CONCORD - Licensed medical professionals would have immunity from criminal or civil action if they report someone they believe is medically unfit to drive under a bill the Senate approved Thursday and sent to Gov. Maggie Hassan.
Under House Bill 263, anyone could report someone they believe is unfit to drive, but only licensed medical professionals would have immunity.
The report of safety officials would have to be based on an evaluation, not just an observation.
During the House debate, the bill's sponsor, Rep. Tara Sad, D-Walpole, said earlier that she wants to encourage medical care providers to report those who should not be driving, instead of being leery of a potential lawsuit.
"This might make it a little more attractive for doctors to do what is right for public safety," Sad said. "It is very difficult to tell a parent or relative they are no longer able to drive and take their keys away."
Department of Safety officials believe the number of people unfit to drive is under-reported, Sen. Peggy Gilmour, D-Hollis, said.
Opponents have said the bill would violate patient-physician confidentiality and greatly expands those who would have immunity.
The Department of Safety has a hearings procedure to determine if someone should continue to hold a license, which is a privilege, not a right, in New Hampshire.
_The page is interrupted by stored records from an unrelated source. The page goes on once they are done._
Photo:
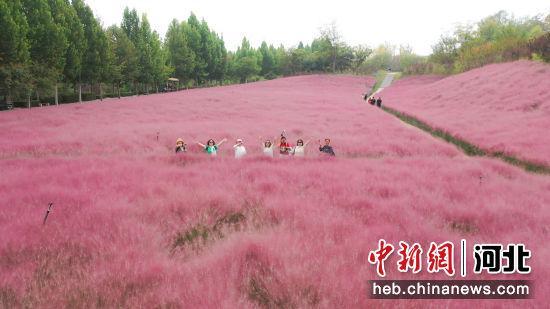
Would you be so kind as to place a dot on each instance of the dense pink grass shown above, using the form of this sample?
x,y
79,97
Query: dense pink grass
x,y
121,198
500,107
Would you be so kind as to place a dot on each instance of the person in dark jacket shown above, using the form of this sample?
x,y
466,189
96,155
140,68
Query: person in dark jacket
x,y
180,146
372,101
326,148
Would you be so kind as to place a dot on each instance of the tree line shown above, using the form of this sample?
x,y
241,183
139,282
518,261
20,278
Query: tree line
x,y
57,51
497,38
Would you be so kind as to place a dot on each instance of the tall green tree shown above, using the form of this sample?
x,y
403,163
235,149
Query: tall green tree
x,y
14,48
181,59
48,45
94,59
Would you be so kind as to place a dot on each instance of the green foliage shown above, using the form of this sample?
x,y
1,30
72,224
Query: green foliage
x,y
497,38
14,50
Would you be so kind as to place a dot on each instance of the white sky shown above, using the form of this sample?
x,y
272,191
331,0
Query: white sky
x,y
418,23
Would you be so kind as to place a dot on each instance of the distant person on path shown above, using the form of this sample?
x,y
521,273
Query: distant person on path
x,y
326,148
284,146
267,147
240,151
300,149
180,146
211,148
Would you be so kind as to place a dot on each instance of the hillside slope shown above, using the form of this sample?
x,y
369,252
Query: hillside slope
x,y
499,107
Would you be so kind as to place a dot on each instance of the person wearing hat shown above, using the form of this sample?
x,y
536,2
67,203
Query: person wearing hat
x,y
300,149
211,148
180,145
240,151
327,149
267,147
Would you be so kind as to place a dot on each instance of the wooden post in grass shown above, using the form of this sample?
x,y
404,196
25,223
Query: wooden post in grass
x,y
47,213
Consequently, a doctor's report would not mean the automatic suspension of a person's license.
The bill does not change the hearings procedure.
Originally, the bill would have established a committee to study reinstating mandatory driving tests for license renewals after 75, but the proposal was opposed by groups representing the elderly, who said it was discriminatory.
Sad introduced the bill after talking to the widow of a motorcyclist hit and killed by an 87-year-old Walpole driver.
Sad said Bette Champney's husband was one of two motorcyclists killed in Westmoreland during an Aug. 25, 2012, memorial run for fallen soldier Army Spc. Justin Rollins of Newport.
Police said Gary Champney, 59, of Alstead, and Aaron Robar, 41, of Newport, were among seven motorcyclists hit when Robert Lockerby's car crossed the double yellow line. Lockerby died two days after the accident.
Proponents of House Bill 263 say it does not target elderly drivers, but anyone unfit to drive for medical or mental reasons.
The bill is supported by the American Association of Retired Persons and the New Hampshire Medical Society.
"The governor believes that we must continue to find ways to improve the safety of our roads," said Hassan press secretary William Hinkle. "She appreciates the Legislature's focus on the issue and will closely review the bill as it reaches her desk."